Data collection was conducted over a period of two days across multiple sessions during varying daylight conditions, including morning, midday, and late afternoons. To enhance visual diversity, footage was captured from different UAV angles and perspectives, providing varied views of approaching vehicles and driver seating positions. While data were not collected during extreme weather conditions due to equipment and safety constraints, the recordings captured a range of lighting scenarios and weather variability common to daytime driving. The dataset included a diverse mix of vehicle types (e.g., sedans, SUVs, trucks) and driver appearances, supporting broader model generalization.
2.2. Evaluation Studies
To evaluate the robustness of our seat belt detection model in real-world conditions, we designed three experimental studies, each targeting key factors that could impact detection accuracy. For each study, we curated distinct training and testing datasets to ensure a controlled and systematic assessment of the model’s performance. These studies allowed us to pinpoint potential limitations and refine the model to improve its generalizability. The following sections provide a detailed overview of each study.
2.2.1. Seat Belt–Shirt Color Contrast
This study examined how seat belt–shirt color contrast affects detection accuracy, especially when the seat belt closely matches the driver’s clothing. Footage was collected of drivers wearing shirts in various colors to ensure contrast variations. The dataset included high-contrast cases (e.g., black seat belt on a white shirt) and low-contrast cases (e.g., gray seat belt on a light-colored shirt) for a thorough performance evaluation.
Beyond assessing detection accuracy across contrast levels, we identified edge cases where the model struggled, such as misinterpreting clothing folds as seat belts or detecting patterned fabrics as seat belt-like features. By analyzing accuracy variations and failure modes, we uncovered the model’s limitations and explored refinements to enhance robustness in diverse real-world conditions.
2.2.2. Sunlight Direction
Lighting variability—particularly direct sunlight, glare, and shadows—poses a significant challenge for seat belt detection. This study examined how sunlight direction affects detection accuracy by capturing footage at different times of the day under varying illumination.
The UAV was positioned in two setups: one facing the sun and another with the sun behind it, allowing us to assess how changing light angles influenced seat belt visibility. The analysis revealed key failure cases, including overexposure washing out seat belt details and shadows creating false seat belt-like features. Based on these findings, we explored targeted improvements, such as exposure-based model adjustments (e.g., normalization and adaptive contrast correction) and data augmentation techniques to enhance detection accuracy under dynamic lighting conditions.
2.2.3. Vehicle Type
Variations in vehicle design—such as windshield height, tint, and interior layout—significantly impact seat belt visibility. Tall, clear windshields provide an unobstructed view, improving detection, while shorter or steeply angled windshields may obscure parts of the seat belt. Tinted windows further complicate detection by reducing contrast and masking seat belt details under certain lighting conditions.

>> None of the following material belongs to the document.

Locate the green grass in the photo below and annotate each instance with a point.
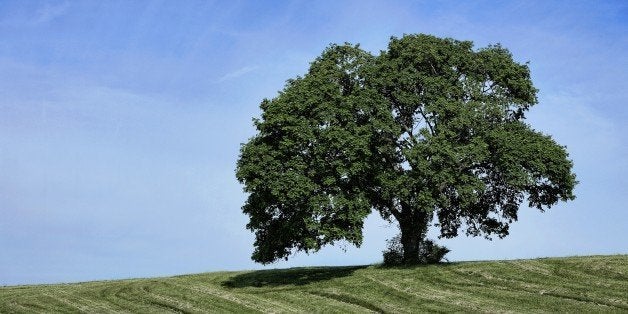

This study assessed model performance across a diverse range of vehicles, including sedans, mini-SUVs, and trucks, to ensure consistent detection accuracy despite design differences. By analyzing detection variations across vehicle types, we identified model limitations and applied adaptive fine-tuning to enhance robustness across different vehicle designs.
2.3. Model Selection
This study utilized YOLO11, one of the latest additions to the You Only Look Once (YOLO) family of object detection models, selected for its superior performance, flexibility, and practical deployment potential [
22]. As a deep learning network designed for real-time object detection, YOLO11 identifies object locations within an image and classifies them using pre-trained weights. By analyzing pixel intensities, the model predicts bounding boxes, class labels, and associated probabilities, providing a comprehensive solution for detection tasks. The integration of advanced components—such as the Cross Stage Partial with Spatial Attention (C2PSA) block and Spatial Pyramid Pooling-Fast (SPPF) block—enhances YOLO11’s ability to focus on critical regions within images while preserving computational efficiency. These features make YOLO11 particularly suitable for complex real-world applications, such as detecting seat belt usage from aerial footage, where both accuracy and inference speed are critical [
23].
The choice of YOLO11 was also guided by its demonstrated balance between detection performance and computational efficiency. As shown in the benchmark comparison from Ultralytics [
24], YOLO11 consistently outperforms earlier YOLO versions in terms of COCO mAP, while maintaining competitive latency across different model sizes. When compared with other state-of-the-art object detectors, YOLO11 ranks among the top-performing models, offering a favorable trade-off between accuracy and speed. This scalability allows for flexible deployment depending on hardware constraints. For example, smaller variants such as YOLO11s and YOLO11m are lightweight and fast, making them well-suited for real-time applications on resource-constrained platforms. In contrast, larger models like YOLO11x provide higher detection accuracy and are more appropriate for offline processing scenarios, such as post-processed seat belt detection.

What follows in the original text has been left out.